The Washington Bullets were overmatched again last night, this time by the Philadelphia 76ers, who used their depth and speed to coast to a 112-99 victory in the Bullets' home opener.

Washington lost to the Celtics by 24 points in Boston in their league opener Friday.

The only thing the 12,666 fans at Capital Centre found to cheer about was the halftime ceremony, during which Wes Unseld's No. 41 jersey was retired and hung from the rafters.

"Time and patience are the two things we need most," said Coach Gene Shue.

Several players off the 76ers' bench might help, too, as Philadelphia came at the Bullets in waves in winning its third straight game.

Five players scored in double figures, with Julius Erving the leader with 19 points in only 29 minutes. Steve Mix came off the bench and made seven of 11 shots and scored 16 points, and Bobby Jones made six of nine shots and scored 15 points, nine of them in the second period, when the 76ers moved to a 22-point lead. The Bullets never made a serious comeback after that.

Don Collins led the Bullets' scoring with 17 points, 12 in the second period.

Rookie Frank Johnson overcame first-half jitters and was playing well in the second half when he sprained his right ankle driving for a layup.
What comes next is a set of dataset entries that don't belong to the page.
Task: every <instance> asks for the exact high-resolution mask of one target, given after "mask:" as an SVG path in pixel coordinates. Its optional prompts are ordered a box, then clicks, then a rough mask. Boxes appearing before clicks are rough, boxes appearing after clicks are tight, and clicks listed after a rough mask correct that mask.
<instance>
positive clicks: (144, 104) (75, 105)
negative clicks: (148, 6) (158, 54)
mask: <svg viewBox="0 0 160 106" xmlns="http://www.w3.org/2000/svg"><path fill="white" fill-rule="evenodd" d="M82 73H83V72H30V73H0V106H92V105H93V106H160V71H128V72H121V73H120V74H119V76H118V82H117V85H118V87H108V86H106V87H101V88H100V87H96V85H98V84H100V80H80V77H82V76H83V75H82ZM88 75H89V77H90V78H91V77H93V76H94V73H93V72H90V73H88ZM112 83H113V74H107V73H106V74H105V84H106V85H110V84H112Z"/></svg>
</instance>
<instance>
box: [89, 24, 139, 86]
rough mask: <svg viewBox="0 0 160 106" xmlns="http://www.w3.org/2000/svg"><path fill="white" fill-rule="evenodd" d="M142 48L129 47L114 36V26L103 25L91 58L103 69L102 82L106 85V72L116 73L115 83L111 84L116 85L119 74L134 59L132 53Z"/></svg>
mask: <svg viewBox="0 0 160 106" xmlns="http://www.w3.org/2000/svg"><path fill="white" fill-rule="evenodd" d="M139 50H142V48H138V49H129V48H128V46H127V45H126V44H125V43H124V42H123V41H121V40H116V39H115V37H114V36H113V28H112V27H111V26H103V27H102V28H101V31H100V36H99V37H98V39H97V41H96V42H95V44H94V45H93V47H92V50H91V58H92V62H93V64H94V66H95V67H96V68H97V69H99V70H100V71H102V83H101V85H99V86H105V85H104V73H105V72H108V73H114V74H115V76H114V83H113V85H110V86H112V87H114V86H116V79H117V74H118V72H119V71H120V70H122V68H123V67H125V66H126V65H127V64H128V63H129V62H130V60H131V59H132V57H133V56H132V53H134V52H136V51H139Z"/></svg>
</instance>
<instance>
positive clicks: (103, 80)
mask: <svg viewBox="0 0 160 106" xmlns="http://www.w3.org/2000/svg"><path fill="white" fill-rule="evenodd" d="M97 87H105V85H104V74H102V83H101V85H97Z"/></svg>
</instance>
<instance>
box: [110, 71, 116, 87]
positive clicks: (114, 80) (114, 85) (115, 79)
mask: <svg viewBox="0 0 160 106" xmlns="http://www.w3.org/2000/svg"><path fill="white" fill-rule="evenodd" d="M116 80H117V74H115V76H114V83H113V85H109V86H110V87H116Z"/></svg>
Trainer John Lally said the sprain wasn't serious, but didn't know how long Johnson would be sidelined.

Johnson had twisted the same ankle in practice Monday.

The 76ers scored frequently off fast breaks, and when a fast break wasn't possible, they relied on Erving, Jones or Darryl Dawkins.
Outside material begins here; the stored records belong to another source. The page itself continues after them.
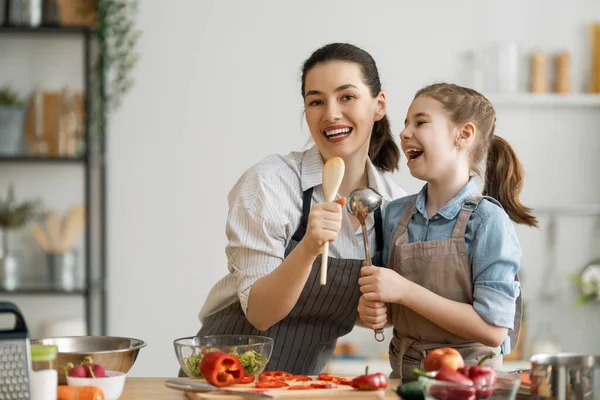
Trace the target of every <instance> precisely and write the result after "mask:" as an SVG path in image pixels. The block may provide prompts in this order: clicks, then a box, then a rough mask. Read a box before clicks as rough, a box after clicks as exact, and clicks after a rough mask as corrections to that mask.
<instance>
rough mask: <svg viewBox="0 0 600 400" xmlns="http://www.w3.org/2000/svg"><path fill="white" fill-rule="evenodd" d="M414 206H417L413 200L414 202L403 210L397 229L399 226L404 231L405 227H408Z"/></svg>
mask: <svg viewBox="0 0 600 400" xmlns="http://www.w3.org/2000/svg"><path fill="white" fill-rule="evenodd" d="M416 205H417V200H416V199H415V201H413V202H412V204H411V205H410V206H408V207H406V210H404V214H402V217H401V218H400V223H399V224H398V226H399V227H400V226H401V227H403V228H404V229H406V227H408V224H409V222H410V220H411V219H412V216H413V215H414V213H415V207H416Z"/></svg>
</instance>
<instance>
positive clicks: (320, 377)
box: [317, 373, 334, 381]
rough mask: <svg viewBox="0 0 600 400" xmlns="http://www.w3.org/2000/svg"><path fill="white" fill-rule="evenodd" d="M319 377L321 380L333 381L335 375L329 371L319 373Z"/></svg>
mask: <svg viewBox="0 0 600 400" xmlns="http://www.w3.org/2000/svg"><path fill="white" fill-rule="evenodd" d="M317 377H318V378H319V380H320V381H331V380H333V378H334V376H333V375H331V374H329V373H325V374H319V375H317Z"/></svg>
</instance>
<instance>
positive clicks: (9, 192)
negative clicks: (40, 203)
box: [0, 183, 41, 252]
mask: <svg viewBox="0 0 600 400" xmlns="http://www.w3.org/2000/svg"><path fill="white" fill-rule="evenodd" d="M40 206H41V204H40V201H39V200H27V201H23V202H18V201H17V200H16V198H15V188H14V185H13V184H12V183H11V184H10V186H9V187H8V195H7V196H6V199H0V229H2V249H3V250H4V251H5V252H6V251H8V231H9V230H11V229H17V228H21V227H22V226H23V225H25V224H26V223H27V222H29V221H30V220H32V219H34V218H36V217H37V216H38V215H39V211H40ZM2 249H0V250H2Z"/></svg>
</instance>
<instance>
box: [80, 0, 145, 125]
mask: <svg viewBox="0 0 600 400" xmlns="http://www.w3.org/2000/svg"><path fill="white" fill-rule="evenodd" d="M137 11H138V0H98V1H97V2H96V4H95V12H96V16H97V26H96V27H95V29H94V34H95V36H96V38H97V40H98V45H99V52H98V56H97V58H96V62H95V64H94V69H93V72H92V73H93V76H92V87H91V91H92V95H93V97H94V99H95V100H96V101H94V102H92V113H91V121H92V132H93V133H94V134H95V135H94V136H95V137H98V134H102V133H103V132H106V124H107V118H106V117H107V114H108V113H111V112H114V111H116V110H117V109H118V108H119V107H120V106H121V104H122V100H123V97H124V96H125V94H126V93H127V92H128V91H129V90H130V89H131V87H132V86H133V81H134V80H133V77H132V71H133V68H134V66H135V65H136V63H137V61H138V54H137V52H136V51H135V46H136V44H137V41H138V39H139V37H140V34H141V32H140V31H139V30H138V29H137V28H136V25H135V17H136V14H137Z"/></svg>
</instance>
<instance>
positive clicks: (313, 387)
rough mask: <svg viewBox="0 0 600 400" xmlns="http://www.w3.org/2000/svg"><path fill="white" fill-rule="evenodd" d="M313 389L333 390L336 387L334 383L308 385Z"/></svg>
mask: <svg viewBox="0 0 600 400" xmlns="http://www.w3.org/2000/svg"><path fill="white" fill-rule="evenodd" d="M310 387H312V388H313V389H335V388H336V387H337V385H336V384H335V383H331V382H327V383H313V384H311V385H310Z"/></svg>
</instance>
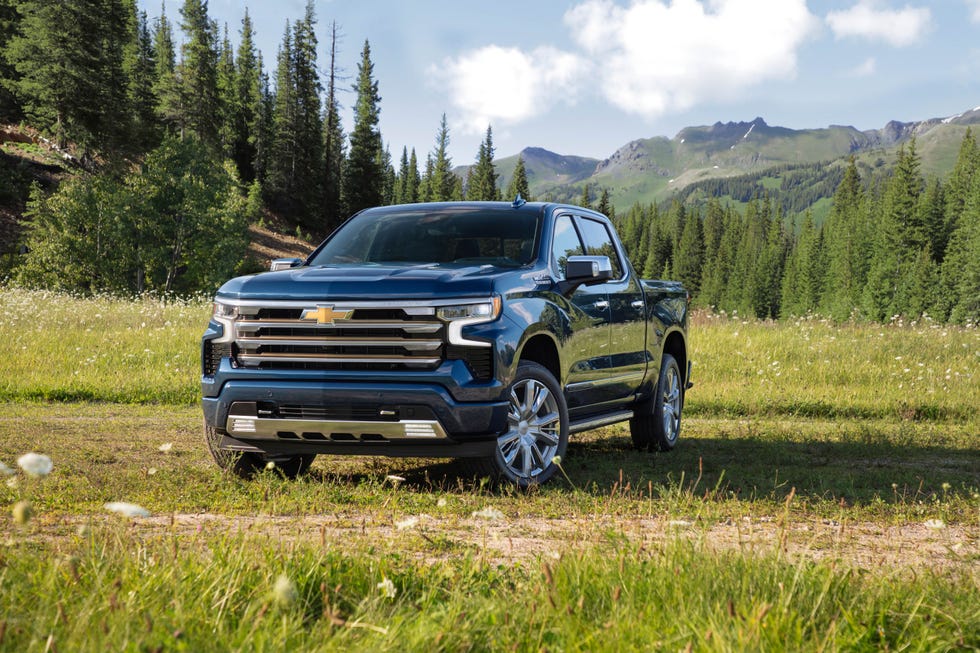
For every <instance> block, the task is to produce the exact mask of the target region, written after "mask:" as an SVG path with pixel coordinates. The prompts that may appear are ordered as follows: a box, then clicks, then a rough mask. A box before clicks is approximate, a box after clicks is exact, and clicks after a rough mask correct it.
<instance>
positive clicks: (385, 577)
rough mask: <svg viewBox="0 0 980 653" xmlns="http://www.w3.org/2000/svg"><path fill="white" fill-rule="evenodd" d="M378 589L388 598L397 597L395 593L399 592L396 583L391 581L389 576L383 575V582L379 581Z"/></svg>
mask: <svg viewBox="0 0 980 653" xmlns="http://www.w3.org/2000/svg"><path fill="white" fill-rule="evenodd" d="M378 591H379V592H381V596H383V597H384V598H386V599H393V598H395V594H397V593H398V589H397V588H396V587H395V584H394V583H392V582H391V579H390V578H388V577H387V576H382V577H381V582H380V583H378Z"/></svg>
"We can't do the things Philadelphia can do because we don't have the abundance of talent it has," said Collins. "We have to be patient."
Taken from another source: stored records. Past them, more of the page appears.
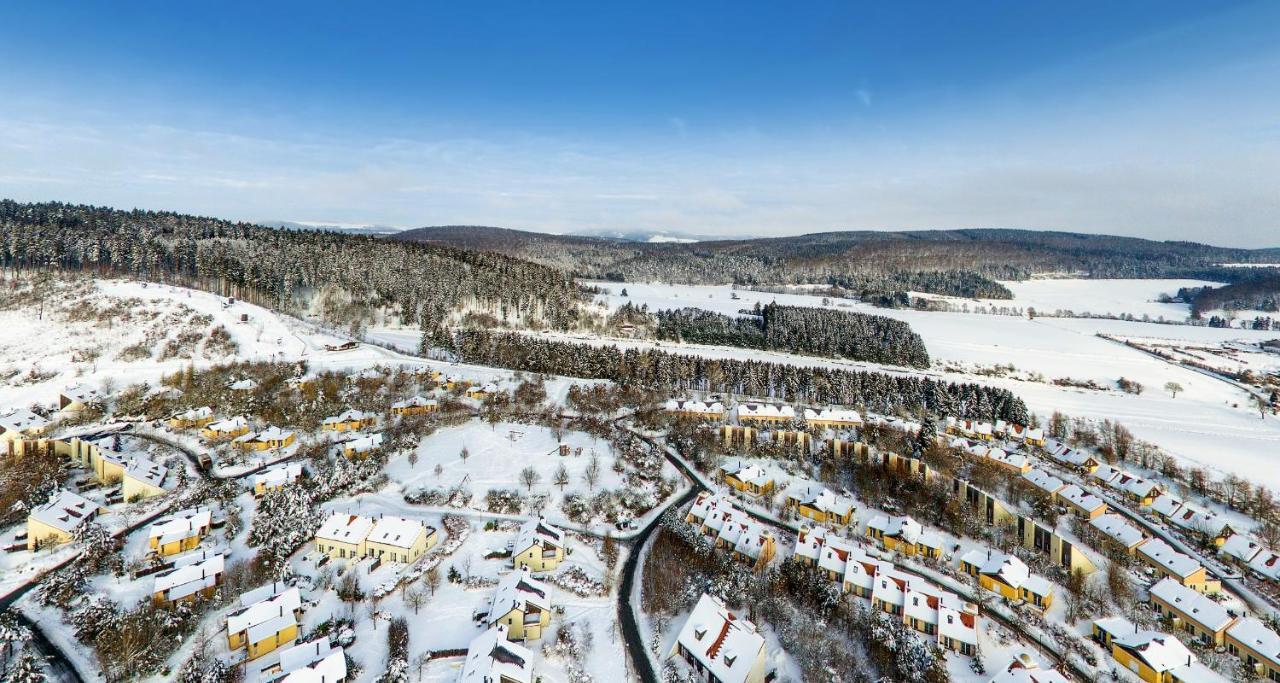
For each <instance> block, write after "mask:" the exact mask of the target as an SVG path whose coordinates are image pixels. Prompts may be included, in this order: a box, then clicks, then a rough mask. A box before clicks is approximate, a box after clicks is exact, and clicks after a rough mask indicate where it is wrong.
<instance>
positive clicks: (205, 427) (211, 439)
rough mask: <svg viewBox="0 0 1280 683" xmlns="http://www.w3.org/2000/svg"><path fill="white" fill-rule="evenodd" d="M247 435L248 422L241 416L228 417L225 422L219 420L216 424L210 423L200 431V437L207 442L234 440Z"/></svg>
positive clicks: (221, 420)
mask: <svg viewBox="0 0 1280 683" xmlns="http://www.w3.org/2000/svg"><path fill="white" fill-rule="evenodd" d="M246 434H248V420H244V417H242V416H236V417H228V418H227V420H220V421H218V422H210V423H209V425H205V427H204V428H202V430H200V435H201V436H204V437H205V439H206V440H209V441H219V440H223V439H234V437H237V436H243V435H246Z"/></svg>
"We aren't playing together well yet," said Greg Ballard, "and our mistakes caused a lot of our problems tonight. "We were taking quick shots or shots we shouldn't have been taking, and the next thing we knew, Philly was off and running a fast break. They're a good, fast-breaking team, but we did a lot to help them run."

Philadelphia Coach Billy Cunningham agreed.

"The Bullets looked confused running their plays. and most of that is because they aren't used to playing together," he said.

In an attempt to get more speed into his lineup, Shue started rookie Charles Davis at forward in place of Jim Chones. The other four starters, Ballard, Rick Mahorn, John Lucas and Kevin Grevey, had started against Boston.

Shue said he would stick with that lineup "for a while. It depends on how we do," he said.

Cunningham also has made one change in his starting lineup, replacing Caldwell Jones with Bobby Jones.

Bobby Jones and Erving form one of the best forward pairs in the National Basketball Association, and Jones was the catalyst when the 76ers broke open the game in the second period. They had moved to a 10-point lead midway through the quarter when they made 10 straight points in 85 seconds to take a 47-27 lead. Bobby Jones and Mix accounted for all the points in that spurt, with Jones making the first seven. All came off fast breaks and were set up by the Bullets' poor shooting.

As usual, it was Erving who provided the most spectacular play. While racing downcourt full speed with his back to the ball, he jumped over Grevey to catch a pass and then flipped the ball high off the glass without looking at the basket. It went in.

The 76ers had 32 assists and shot 54 percent.

Grevey scored 16 points and had the Bullets' first four-point play since the league adopted the three-point field goal last season. Grevey made a three-point jump shot from the right corner and was fouled by Lionel Hollins. He made the ensuing free throw.

The Bullets' next opponent is another powerful NBA team, the Milwaukee Bucks. The teams play in Milwaukee Thursday.